Whilst the fob likely once contained a lock of Arthur’s hair as a keepsake for a friend, a family member or his new wife, Arthur’s loyalty to friendship is only one aspect of the Tyrwhitt Drake sense of loyalty. In 1603, Joan Tothill married into the Drake family – relatives of the world circumnavigator Sir Francis Drake – and brought the Drake family to Buckinghamshire. Joan’s father owned multiple manors and instigated the purchase of the Borough of Amersham, which included the right to elect two Members of Parliament (MPs). Her husband, and later their sons (Arthur’s brothers), became the MPs for Amersham, and the roles passed down to various descendants of the male line.
Tyrwhitt Drake Family
Across England, these ‘rotten boroughs’ received increasing criticism through the eighteenth century for the coercive nature of their elections. As parodied in the third series of the classic BBC comedy Blackadder, rotten boroughs were considered to be under the control of one person or family that continued to capitalise on changes to the spread of towns, in particular where the urban centre had shifted over decades to leave areas with relatively small electorates but the same number of MPs. The abandoned and ruined medieval Wiltshire town of Old Sarum, for instance, still returned two MPs in the early nineteenth century, despite only having sheep as residents; whilst Blackadder’s fictional Dunny-on-the-Wold elected the bumbling Baldrick with a single vote from Blackadder.

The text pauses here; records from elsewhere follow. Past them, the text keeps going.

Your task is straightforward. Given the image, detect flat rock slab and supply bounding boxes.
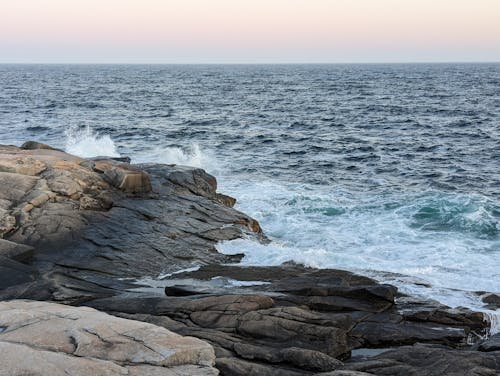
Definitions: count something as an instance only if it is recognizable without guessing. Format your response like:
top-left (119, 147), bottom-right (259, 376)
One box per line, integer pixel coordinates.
top-left (0, 300), bottom-right (218, 376)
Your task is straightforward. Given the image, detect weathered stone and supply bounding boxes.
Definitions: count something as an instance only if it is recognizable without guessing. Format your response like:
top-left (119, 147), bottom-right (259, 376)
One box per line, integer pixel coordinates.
top-left (0, 156), bottom-right (47, 176)
top-left (481, 293), bottom-right (500, 309)
top-left (345, 345), bottom-right (500, 376)
top-left (21, 141), bottom-right (60, 151)
top-left (0, 239), bottom-right (34, 261)
top-left (0, 301), bottom-right (219, 375)
top-left (478, 333), bottom-right (500, 352)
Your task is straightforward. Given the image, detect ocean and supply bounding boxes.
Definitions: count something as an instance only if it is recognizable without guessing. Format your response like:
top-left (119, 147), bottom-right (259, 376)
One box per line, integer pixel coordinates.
top-left (0, 64), bottom-right (500, 320)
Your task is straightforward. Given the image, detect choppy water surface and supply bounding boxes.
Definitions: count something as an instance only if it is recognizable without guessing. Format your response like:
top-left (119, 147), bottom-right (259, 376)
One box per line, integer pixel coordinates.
top-left (0, 64), bottom-right (500, 324)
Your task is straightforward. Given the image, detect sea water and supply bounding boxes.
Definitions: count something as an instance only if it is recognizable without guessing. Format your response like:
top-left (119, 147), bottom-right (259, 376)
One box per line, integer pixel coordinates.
top-left (0, 64), bottom-right (500, 330)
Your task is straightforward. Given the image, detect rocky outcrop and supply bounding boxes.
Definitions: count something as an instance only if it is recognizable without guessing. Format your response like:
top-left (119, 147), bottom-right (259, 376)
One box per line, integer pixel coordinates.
top-left (0, 300), bottom-right (218, 376)
top-left (88, 265), bottom-right (496, 375)
top-left (0, 143), bottom-right (500, 376)
top-left (0, 146), bottom-right (262, 304)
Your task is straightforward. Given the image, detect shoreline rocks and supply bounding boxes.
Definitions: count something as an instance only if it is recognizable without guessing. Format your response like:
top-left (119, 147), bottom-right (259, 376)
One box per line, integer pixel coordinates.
top-left (0, 142), bottom-right (500, 376)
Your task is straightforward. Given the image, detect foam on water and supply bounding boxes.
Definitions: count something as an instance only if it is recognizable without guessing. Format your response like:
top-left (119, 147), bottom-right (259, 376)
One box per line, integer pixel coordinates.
top-left (65, 126), bottom-right (120, 158)
top-left (217, 177), bottom-right (500, 333)
top-left (133, 143), bottom-right (220, 174)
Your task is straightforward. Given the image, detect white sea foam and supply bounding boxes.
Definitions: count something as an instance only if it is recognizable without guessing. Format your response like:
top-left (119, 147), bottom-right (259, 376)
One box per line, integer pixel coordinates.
top-left (65, 127), bottom-right (120, 158)
top-left (134, 143), bottom-right (221, 174)
top-left (217, 177), bottom-right (500, 332)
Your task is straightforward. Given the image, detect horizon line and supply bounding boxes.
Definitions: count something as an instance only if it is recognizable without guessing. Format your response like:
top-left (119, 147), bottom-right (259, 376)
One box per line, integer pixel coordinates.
top-left (0, 60), bottom-right (500, 65)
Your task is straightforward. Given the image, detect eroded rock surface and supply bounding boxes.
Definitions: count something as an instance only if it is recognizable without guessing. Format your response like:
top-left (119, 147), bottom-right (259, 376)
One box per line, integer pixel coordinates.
top-left (88, 265), bottom-right (497, 375)
top-left (0, 143), bottom-right (262, 304)
top-left (0, 142), bottom-right (500, 376)
top-left (0, 300), bottom-right (218, 376)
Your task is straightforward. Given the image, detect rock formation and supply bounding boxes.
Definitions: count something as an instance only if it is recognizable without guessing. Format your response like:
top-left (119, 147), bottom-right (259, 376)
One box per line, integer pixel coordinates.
top-left (0, 142), bottom-right (500, 376)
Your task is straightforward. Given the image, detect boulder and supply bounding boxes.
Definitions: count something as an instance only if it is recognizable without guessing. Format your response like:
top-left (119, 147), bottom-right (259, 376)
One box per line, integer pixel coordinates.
top-left (21, 141), bottom-right (62, 151)
top-left (0, 239), bottom-right (34, 261)
top-left (478, 333), bottom-right (500, 352)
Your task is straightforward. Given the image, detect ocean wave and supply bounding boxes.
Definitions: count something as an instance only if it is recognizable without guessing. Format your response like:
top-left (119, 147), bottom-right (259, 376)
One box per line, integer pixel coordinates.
top-left (65, 126), bottom-right (120, 158)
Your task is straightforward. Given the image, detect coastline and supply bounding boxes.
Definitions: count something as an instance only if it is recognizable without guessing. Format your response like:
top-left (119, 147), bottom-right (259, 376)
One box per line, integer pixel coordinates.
top-left (0, 143), bottom-right (500, 375)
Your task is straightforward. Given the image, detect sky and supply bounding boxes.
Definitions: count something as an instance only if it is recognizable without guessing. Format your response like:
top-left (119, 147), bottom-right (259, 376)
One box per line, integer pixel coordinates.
top-left (0, 0), bottom-right (500, 63)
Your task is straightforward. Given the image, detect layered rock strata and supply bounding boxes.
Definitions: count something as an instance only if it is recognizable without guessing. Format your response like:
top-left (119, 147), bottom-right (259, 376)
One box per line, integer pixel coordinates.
top-left (0, 142), bottom-right (500, 376)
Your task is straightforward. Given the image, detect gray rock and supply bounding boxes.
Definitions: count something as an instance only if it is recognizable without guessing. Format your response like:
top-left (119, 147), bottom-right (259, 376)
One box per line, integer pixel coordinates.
top-left (0, 301), bottom-right (217, 375)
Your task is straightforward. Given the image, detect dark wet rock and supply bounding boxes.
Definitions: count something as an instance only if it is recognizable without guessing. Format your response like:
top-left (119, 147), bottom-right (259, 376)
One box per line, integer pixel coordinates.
top-left (21, 141), bottom-right (62, 151)
top-left (0, 238), bottom-right (34, 261)
top-left (481, 293), bottom-right (500, 309)
top-left (477, 333), bottom-right (500, 352)
top-left (0, 142), bottom-right (500, 376)
top-left (0, 146), bottom-right (263, 303)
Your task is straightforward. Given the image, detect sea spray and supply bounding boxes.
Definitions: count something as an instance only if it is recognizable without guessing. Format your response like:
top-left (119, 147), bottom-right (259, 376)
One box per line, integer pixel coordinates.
top-left (133, 143), bottom-right (221, 175)
top-left (65, 126), bottom-right (120, 158)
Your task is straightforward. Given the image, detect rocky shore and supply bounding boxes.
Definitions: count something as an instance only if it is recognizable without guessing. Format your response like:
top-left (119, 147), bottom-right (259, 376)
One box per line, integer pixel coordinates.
top-left (0, 142), bottom-right (500, 376)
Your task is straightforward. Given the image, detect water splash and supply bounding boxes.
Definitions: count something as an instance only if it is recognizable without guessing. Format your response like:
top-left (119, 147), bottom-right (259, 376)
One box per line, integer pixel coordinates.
top-left (134, 143), bottom-right (221, 174)
top-left (65, 126), bottom-right (120, 158)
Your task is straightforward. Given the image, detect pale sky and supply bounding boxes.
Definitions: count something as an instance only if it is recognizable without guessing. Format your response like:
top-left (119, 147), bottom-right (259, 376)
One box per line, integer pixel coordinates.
top-left (0, 0), bottom-right (500, 63)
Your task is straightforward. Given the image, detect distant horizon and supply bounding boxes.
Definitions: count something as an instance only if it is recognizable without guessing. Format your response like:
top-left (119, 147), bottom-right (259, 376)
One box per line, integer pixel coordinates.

For the Tyrwhitt Drakes of Amersham, their ownership of local inns and properties ensured a loyal electorate amongst their tenants and the wider community, especially as voting was conducted in person through a simple show of hands. No one dared to publicly show their dissent if, unusually, there was a rival candidate.
Arthur’s elder brother Thomas Tyrwhitt Drake was the final MP for Amersham. As a rare attendee of Parliament, he embodied the concerns of the critics. He voted only three times between 1812 and 1820 and likely against his constituents’ views. He did, however, come out to vote against the electoral reform bill. In 1832, the bill passed to become the Great Reform Act. The act dissolved 56 rotten boroughs, including his Borough of Amersham. Yet, even without their political title, the Tyrwhitt Drakes undoubtedly still benefited from local loyalty. In turn, they gave back to their community through municipal patronage and the establishment and maintenance of almshouses.
Whatever the form of loyalty Arthur’s fob was originally intended to represent, today it is a reminder of both a powerful family and of Arthur, who passed away at a pivotal time in his own life and his family’s history.